Ik onderschat ook nooit de kracht van een individu. Misschien post jij wel iets op Facebook, dat dan weer door iemand anders wordt gedeeld en zo uiteindelijk terechtkomt bij iemand die nog niets over dat onderwerp wist en ook actie wilt ondernemen.
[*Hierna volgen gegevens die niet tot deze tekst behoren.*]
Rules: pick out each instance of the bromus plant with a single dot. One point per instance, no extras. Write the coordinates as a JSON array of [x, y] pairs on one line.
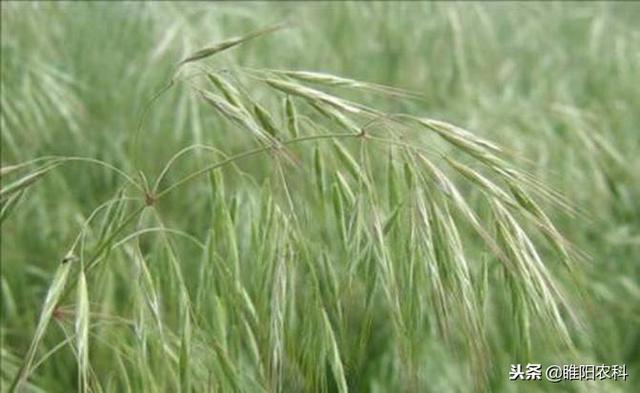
[[310, 237]]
Als ik ergens ga spreken, wijs ik mensen ook op hun verantwoordelijkheid, want echt iedereen kan actie ondernemen, dat is niet enkel voor politici weggelegd. Zoveel mensen hebben in het verleden gevochten zodat wij hand in hand over straat kunnen lopen. Het is onze verantwoordelijkheid om ervoor te zorgen dat de generaties na ons dat ook nog steeds kunnen. Ja, ik zou het mezelf een pak makkelijker maken als ik een gewone zou job zoeken en ’s avonds wat zou netflixen in de zetel. Maar dat kan ik niet, ik voel dat ik dit moét doen, dat ik moet blijven vechten voor een betere toekomst.”